AJ McLean is celebrating one year of sobriety.

AJ McLean

AJ McLean

The former Backstreet Boys member, 42, has been open about his battle with substance abuse in the past, and has said he feels “much better” in himself after spending the past 12 months completely sober.

Speaking on his ‘Pretty Messed Up’ podcast earlier this week, he said: “I’m gonna be one year sober tomorrow, which is insane. As long as I’m keeping my side of the street clean, I can’t worry about keeping your side of the street clean. And everything actually worked itself out. I feel much better.”

AJ then took a moment to praise his friend René Elizondo Jr. for helping him through his addiction battle, especially as he hid it from his wife Rochelle.

He added: “I was hiding it from my wife, or at least trying to, my bandmates and everybody else. But there was a certain comfort level with René, where he didn’t have to pull it out of me like everyone else did.

“I thought the boys were gonna be disappointed, or I thought my wife was gonna leave me. I could be completely vulnerable with René … I felt safe, I felt not judged. Not saying I felt judged by my wife, because she doesn’t judge me at all. But I always had this inkling of fear … like, ‘Oh, my God. She’s going to leave me.’”

The ‘I Want It That Way’ singer has struggled with drug and alcohol addiction since he was 22, and has been to rehab multiple times.

And in October, AJ confessed his “turning point” came after a crucial moment with his family last year, after his daughters - Ava, eight, and Lyric, three - were able to smell alcohol on his breath following a trip to Las Vegas.

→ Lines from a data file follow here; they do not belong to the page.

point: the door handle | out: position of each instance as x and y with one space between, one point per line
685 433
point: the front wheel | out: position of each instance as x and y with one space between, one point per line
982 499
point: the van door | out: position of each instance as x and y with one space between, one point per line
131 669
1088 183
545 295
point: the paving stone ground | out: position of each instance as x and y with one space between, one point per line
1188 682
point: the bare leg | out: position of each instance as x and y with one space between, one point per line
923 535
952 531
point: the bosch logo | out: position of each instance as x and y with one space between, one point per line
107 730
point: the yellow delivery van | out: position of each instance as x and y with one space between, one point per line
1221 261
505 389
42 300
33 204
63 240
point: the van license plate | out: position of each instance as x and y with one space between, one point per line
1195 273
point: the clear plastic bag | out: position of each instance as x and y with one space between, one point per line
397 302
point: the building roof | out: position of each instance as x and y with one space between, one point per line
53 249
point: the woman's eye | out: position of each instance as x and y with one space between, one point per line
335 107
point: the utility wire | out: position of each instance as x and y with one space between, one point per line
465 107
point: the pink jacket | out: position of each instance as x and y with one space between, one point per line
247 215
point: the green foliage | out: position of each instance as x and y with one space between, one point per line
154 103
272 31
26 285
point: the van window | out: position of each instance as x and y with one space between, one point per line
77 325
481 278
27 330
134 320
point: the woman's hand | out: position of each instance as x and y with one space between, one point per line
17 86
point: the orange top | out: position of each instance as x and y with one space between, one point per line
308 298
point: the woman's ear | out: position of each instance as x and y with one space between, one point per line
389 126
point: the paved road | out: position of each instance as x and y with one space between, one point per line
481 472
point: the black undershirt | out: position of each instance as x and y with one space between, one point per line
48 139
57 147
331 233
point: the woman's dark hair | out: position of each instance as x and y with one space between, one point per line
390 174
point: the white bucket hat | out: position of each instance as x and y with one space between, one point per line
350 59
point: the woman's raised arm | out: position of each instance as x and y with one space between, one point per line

He explained at the time: “So literally 10 months ago, I went to go see my girl Shania Twain in Vegas. Before I even got on the plane, I had already mapped out the whole night. I knew where I was going to go get my drugs. I knew where I was going to go get drunk.

“I knew all of it and I figured, 'Okay, it's one night. As long as I don't go past a certain time and I don't smell like it, I can go have a nice last hurrah and then come back home. My wife won't know; everything's going to be great.’

“It never, ever works out that way. I never slept. I missed my first two flights back home and reeked of alcohol when I got home. My wife and I had always had this agreement, which was, if I smelled like alcohol, I wasn't allowed to play with my kids - I couldn't be around my kids.

“But what really hit me was the moment, my youngest daughter Lyric said to me that night, 'You don't smell like my daddy.' And when she said that to me, that was it. Enough said. I felt disgusting.”